Sidak Illegalitas Pengolahan Kayu Kuning di Distrik Masni
Tim gabungan dari Pemerintah Provinsi Papua Barat dan aparat terkait melakukan Inspeksi Mendaduk (sidak) terhadap aktivitas pengolahan kayu kuning di wilayah Distrik Masni, Kabupaten Manokwari. Kegiatan ini dilakukan pada Senin, 4 Mei 2026, dengan melibatkan Dinas Penanaman Modal dan Pelayanan Terpadu Satu Pintu (PTSP) Papua Barat serta Dinas Tenaga Kerja dan Transmigrasi (Disnakertrans).
Kepala Disnakertrans Papua Barat, Eduard Towansiba, menjelaskan bahwa sidak yang berlangsung awal pekan ini bertujuan untuk memastikan kepatuhan usaha terhadap perizinan, ketenagakerjaan, dan aturan hukum yang berlaku.
“Dalam pemeriksaan, tim menemukan sejumlah indikasi pelanggaran. Usaha pengolahan Kayu Kuning tersebut belum memiliki izin resmi dari PTSP Papua Barat, dan dokumen legalitas lain tidak dapat ditunjukkan,” ujar Towansiba dalam laporan yang diterbitkan pada Selasa (5/5/2026).
Dari aspek ketenagakerjaan, perusahaan disinyalir belum melaksanakan kewajiban Wajib Lapor Ketenagakerjaan (WLK). Tim juga memperoleh informasi adanya tiga Tenaga Kerja Asing (TKA) yang terlibat, namun tidak dapat dihadirkan saat sidak berlangsung.
“Dokumen izin kerja maupun keimigrasian pun belum diperlihatkan,” cetusnya dalam laporan.
Selain itu, usaha diduga dikelola oleh seorang pengusaha asal Tiongkok. Pola kegiatan yang ditemukan adalah penampungan Kayu Kuning dari masyarakat, kemudian diolah di lokasi sebelum didistribusikan. Hasil olahan diduga dikirim ke luar negeri, khususnya ke Tiongkok, menggunakan kontainer melalui jalur logistik.
“Legalitas dokumen ekspor masih dalam proses penelusuran,” imbuhnya.
Keterlibatan TKA Misterius
Dalam sidak tersebut, ditemukan indikasi keterlibatan tiga Tenaga Kerja Asing (TKA) yang tidak memiliki dokumen imigrasi dan tidak bisa berbahasa Indonesia. Hal ini menjadi salah satu isu utama yang muncul selama pemeriksaan.
“Hal ini membuat klarifikasi langsung tidak berjalan optimal,” kata Towansiba. Kendala komunikasi ini menyebabkan tim kesulitan dalam mengidentifikasi lebih lanjut peran para TKA tersebut.
Proses Penyelidikan dan Tindak Lanjut
Tim gabungan telah memulai penyelidikan lebih lanjut terkait dugaan ilegalitas operasional usaha pengolahan kayu kuning. Proses penelusuran legalitas dokumen ekspor masih berlangsung, dan pihak berwenang akan terus memantau perkembangan situasi.

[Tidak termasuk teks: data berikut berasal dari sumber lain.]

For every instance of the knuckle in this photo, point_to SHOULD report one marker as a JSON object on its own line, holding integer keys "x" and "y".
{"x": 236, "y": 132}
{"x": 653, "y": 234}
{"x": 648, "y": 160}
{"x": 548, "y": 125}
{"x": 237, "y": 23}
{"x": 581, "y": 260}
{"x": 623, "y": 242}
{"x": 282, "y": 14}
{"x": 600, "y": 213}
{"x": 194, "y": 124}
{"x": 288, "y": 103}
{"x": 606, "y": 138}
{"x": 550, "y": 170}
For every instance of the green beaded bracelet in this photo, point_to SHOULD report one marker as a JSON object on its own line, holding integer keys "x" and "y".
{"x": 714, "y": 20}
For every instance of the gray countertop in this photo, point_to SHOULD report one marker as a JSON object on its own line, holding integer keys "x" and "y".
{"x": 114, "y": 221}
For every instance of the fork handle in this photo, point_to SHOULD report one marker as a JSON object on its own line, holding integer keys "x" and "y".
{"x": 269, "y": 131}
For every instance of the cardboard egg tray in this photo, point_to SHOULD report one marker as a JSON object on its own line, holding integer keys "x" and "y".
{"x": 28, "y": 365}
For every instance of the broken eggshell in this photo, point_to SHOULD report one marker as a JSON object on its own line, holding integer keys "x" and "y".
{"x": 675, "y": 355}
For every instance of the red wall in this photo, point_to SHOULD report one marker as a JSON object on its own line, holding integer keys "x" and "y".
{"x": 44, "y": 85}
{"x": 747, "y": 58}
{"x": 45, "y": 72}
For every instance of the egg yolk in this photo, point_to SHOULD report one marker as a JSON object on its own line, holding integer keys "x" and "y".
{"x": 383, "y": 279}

Pemerintah Provinsi Papua Barat berkomitmen untuk memastikan bahwa semua aktivitas bisnis di wilayahnya sesuai dengan aturan hukum yang berlaku. Sidak ini menjadi bagian dari upaya pemerintah dalam menegakkan hukum dan melindungi sumber daya alam yang ada di wilayah tersebut.
Langkah-Langkah yang Dilakukan
- Tim gabungan melakukan inspeksi mendadak terhadap usaha pengolahan kayu kuning di Distrik Masni.
- Ditemukan indikasi pelanggaran perizinan dan ketenagakerjaan.
- Adanya dugaan keterlibatan TKA tanpa dokumen resmi.
- Proses penelusuran legalitas dokumen ekspor sedang berlangsung.
- Kendala komunikasi dengan TKA menyulitkan proses klarifikasi.
Kesimpulan
Sidak yang dilakukan oleh pemerintah Provinsi Papua Barat menunjukkan pentingnya pengawasan terhadap aktivitas usaha di wilayah tersebut. Dugaan ilegalitas dan keterlibatan TKA yang tidak terdaftar menjadi perhatian serius bagi aparat setempat. Dengan terus dilakukannya penelusuran dan tindakan tegas, diharapkan dapat mencegah praktik-praktik yang merugikan masyarakat dan lingkungan.